Japan’s plans to have a fleet of 20 F-15JSI fighter jets capable of firing cruise missiles to defend the Nansei island chain stretching southwest from Okinawa Prefecture, could be derailed by ballooning costs.
Japan’s plans to have a fleet of 20 F-15JSI fighter jets capable of firing cruise missiles to defend the Nansei island chain stretching southwest from Okinawa Prefecture, could be derailed by ballooning costs sources said to The Asahi Shimbun.
The goal of providing the Japan Air Self-Defense Force (JASDF) with 20 F-15s retrofitted to carry the cruise missiles by fiscal 2027 is clearly set by the Mid-Term Defense Program for the five-year period from fiscal 2019 until fiscal 2023.
But currently there is enough money for only two F-15JSIs: in fact the Defense Ministry sources acknowledged that only 10.8 billion yen ($103 million) was set aside in the fiscal 2019 budget for retrofitting the aircraft.
No money was set aside for retrofitting in the fiscal 2020 budget, and the ministry is not seeking such funds in the fiscal 2021 budget.
Since five years are needed from the time of initial budgetary outlays to actual delivery of the fighter jet, the plan for the fleet by fiscal 2027 could face lengthy delays.
Costs skyrocketed because of the preparing for the retrofitting: various expenses must be paid for design and testing, construction of a facility for the work, and purchases of equipment to carry out the production before companies can start manufacturing equipment commissioned by the Defense Ministry.
“Even at this late stage, we will still have no idea of what the total cost will come to,” a ministry official pointed out.
The preparatory expenses have become so large that a high-ranking Defense Ministry official said the ministry did not have enough funds for the actual retrofitting process.
And because of that retrofitting delay, Defense Ministry officials have also been unable to submit budget requests for the cruise missiles (that should be the JASSM-ER) that the F-15JSI fighter jets are supposed to carry.
It usually takes about two years from the signing of the contract for the cruise missile to delivery.
“The possibility exists that we will have no missiles on hand even if retrofitting of the first two fighter jets is completed,” a senior JASDF officer pointed out.
As we have already reported, Japan started to exploring the possibility of modifying the F-15J all-weather air superiority fighter to give it a ground strike capability by means of the JASSM-ER (Joint Air-to-Surface Standoff Missile – Extended Range) cruise missile in 2018.
Thanks to JASSM-ER standoff capabilities, Japan would be able to attack North Korea without approaching the country directly from the airspace over the Sea of Japan.

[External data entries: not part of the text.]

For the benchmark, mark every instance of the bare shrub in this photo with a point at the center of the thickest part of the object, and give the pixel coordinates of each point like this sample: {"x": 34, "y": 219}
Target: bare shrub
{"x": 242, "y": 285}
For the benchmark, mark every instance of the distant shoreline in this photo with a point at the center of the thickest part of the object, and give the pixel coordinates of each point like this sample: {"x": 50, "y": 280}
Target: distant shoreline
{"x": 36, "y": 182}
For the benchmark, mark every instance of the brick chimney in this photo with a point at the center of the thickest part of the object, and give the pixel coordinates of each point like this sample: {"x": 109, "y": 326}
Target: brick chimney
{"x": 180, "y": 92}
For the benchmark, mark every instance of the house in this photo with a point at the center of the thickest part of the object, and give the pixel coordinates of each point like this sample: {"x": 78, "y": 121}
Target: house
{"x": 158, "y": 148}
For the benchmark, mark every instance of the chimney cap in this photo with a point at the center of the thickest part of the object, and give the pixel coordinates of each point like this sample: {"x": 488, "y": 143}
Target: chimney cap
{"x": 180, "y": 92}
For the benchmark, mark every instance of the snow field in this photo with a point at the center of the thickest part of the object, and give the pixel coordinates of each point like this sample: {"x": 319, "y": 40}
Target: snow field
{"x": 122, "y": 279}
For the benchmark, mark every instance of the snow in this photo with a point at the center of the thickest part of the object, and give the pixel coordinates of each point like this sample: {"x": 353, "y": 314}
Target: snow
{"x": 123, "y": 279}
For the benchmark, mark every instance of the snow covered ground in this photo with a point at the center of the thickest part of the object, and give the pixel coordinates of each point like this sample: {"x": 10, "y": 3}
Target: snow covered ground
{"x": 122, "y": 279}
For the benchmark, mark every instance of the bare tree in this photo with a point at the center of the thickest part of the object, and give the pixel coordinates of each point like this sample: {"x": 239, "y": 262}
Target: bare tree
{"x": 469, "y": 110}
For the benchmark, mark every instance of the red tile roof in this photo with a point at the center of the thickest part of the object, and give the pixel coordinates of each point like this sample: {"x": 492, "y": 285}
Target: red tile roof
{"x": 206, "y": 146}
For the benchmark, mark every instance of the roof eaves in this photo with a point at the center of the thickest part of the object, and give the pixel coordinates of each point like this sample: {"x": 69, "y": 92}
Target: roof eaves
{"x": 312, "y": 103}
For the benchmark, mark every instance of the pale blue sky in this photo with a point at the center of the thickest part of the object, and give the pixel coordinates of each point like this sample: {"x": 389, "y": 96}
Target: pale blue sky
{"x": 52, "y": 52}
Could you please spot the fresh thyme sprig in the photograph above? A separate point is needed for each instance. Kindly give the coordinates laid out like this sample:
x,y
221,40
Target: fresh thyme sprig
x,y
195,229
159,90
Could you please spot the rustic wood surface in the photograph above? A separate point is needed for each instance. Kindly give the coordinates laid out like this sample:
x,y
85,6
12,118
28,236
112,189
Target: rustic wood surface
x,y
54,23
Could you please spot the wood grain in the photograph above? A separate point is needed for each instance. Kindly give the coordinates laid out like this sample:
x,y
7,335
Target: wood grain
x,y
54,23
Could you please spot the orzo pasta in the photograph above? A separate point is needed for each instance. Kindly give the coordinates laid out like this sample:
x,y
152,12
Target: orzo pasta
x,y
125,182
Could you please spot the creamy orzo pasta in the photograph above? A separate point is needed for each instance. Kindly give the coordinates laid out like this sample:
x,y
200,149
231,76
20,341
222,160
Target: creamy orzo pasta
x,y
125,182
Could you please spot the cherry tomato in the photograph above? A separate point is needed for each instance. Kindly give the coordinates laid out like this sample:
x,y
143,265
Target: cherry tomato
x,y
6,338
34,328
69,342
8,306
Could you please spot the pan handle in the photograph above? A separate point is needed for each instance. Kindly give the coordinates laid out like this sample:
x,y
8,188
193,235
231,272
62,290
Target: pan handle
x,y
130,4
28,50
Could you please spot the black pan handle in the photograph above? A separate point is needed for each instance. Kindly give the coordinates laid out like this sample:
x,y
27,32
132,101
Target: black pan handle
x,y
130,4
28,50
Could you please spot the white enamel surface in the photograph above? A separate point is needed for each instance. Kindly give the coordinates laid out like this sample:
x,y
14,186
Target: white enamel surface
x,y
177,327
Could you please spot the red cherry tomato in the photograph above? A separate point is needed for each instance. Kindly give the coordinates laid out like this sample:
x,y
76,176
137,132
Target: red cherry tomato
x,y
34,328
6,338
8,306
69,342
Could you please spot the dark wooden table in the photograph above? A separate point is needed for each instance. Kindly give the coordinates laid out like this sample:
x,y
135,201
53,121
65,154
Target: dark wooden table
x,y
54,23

Using a more efficient engine and larger fuel volume in an airframe with the same external dimensions as the JASSM, the JASSM-ER features a range of over 575 miles (925 km) as compared to the JASSM’s range of about 230 miles (370 km).
Boeing has partnered with MHI in the defense arena since the 1950s. MHI produced under license the current Japan F-15J fleet of over 200 aircraft between 1980 and 2000, and will serve as prime contractor for the upgrade. Sojitz Corporation, a trading company that works with Boeing’s team in Japan, will support this effort.